Ce dernier propose un VCF MFB multimode résonant. Il fonctionne suivant 6 modes possibles : passe-bas 4 pôles, passe-bas 3 pôles, passe-bas 2 pôles, passe-bande 2 pôles, réjection 2 pôles, passe-haut 2 pôles. Ici, le son reste bien crade quel que soit le filtre. Sur chaque modèle, on peut régler le suivi de clavier (0, 50%, 100%), la modulation par l’enveloppe 1 (Contour), avec inverseur. Il y a même un bus de modulation additionnel, à choisir parmi 4 sources : LFO1, LFO2, VCO2, VCO3, avec quantité dosable. Sympa…
- W Filter2 SED2 00:44
- W Filter1 SED4 00:43
- W Filter3 LP2 00:42
- W Filter4 BP2 00:46
- W Filter5 NO2 00:45
- W Filter6 HP2 00:45
Modulations originales
Le Dominion X offre des possibilités de modulation très intéressantes, voire originales. À commencer par les 2 enveloppes ADSR. L’une est préassignée au VCF, mais peut également moduler le pitch de chaque VCO ; l’autre est assignée au VCA sans autre choix.

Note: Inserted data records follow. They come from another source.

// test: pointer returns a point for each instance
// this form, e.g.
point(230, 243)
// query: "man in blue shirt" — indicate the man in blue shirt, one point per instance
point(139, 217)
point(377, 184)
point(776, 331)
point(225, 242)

Ces enveloppes sont assez rapides, elles cliquent, sans pour autant claquer comme un Moog. Viennent ensuite 2 LFO complexes dont la fréquence varie de 0,1 à 100 Hz ; les formes d’onde disponibles sont le sinus, le triangle, la dent de scie, la rampe, le carré et le S&H ; l’oscillation est libre ou redéclenchée à chaque appui de note ; la vitesse peut dépendre du suivi de clavier, ce qui est excellent (et laisse supposer que le LFO est numérique) ; le LFO peut aussi être basculé du mode cyclique en coup unique ; par contre, pas le moindre fondu ni de synchro de la vitesse au tempo.
Un troisième LFO simplifié à onde triangulaire peut être assigné à l’une des 5 destinations suivantes : pitch global, VCO2, VCO2+3, VCF et VCA. La quantité de modulation est définie par un potard et dépend de la position de la molette de modulation (ou du CC Midi n°1) ; si le potard est à zéro (position Off), il n’y a pas de modulation mais un contrôle direct de la destination choisie. Enfin, la vélocité peut moduler 11 destinations simultanées, avec quantités distinctes bipolaires : VCA, VCF, résonance, ADSR1 vers VCF, vitesse des LFO (1 ou 2), symétrie des formes d’onde (VCO1, 2 ou 3) et vitesse des enveloppes (1 ou 2), cool !
Verdict
Au final, le Dominion X est un module analogique monophonique surprenant. La façade regorge de commandes et la prise en main est immédiate. Avec une section VCO musclée et un tas de modulations très originales, les territoires sonores couverts sont vastes. C’est encore plus vrai pour le modèle SED, dont le filtre additionnel est plus musical, avec un petit côté vintage, alors que le premier est plus agressif. La petite déception concerne la partie numérique, qui gère les mémoires (avec lourdeur), les notes Midi, quelques contrôleurs physiques, les dumps et les changements de programme ; mais pour ceux qui veulent automatiser, il faudra se contenter de quelques entrées CV, comme au bon vieux temps. La compacité et le poids plume destinent le Dominion X à la scène, mais il se sentira bien en studio où il apportera un son original dans un espace réduit.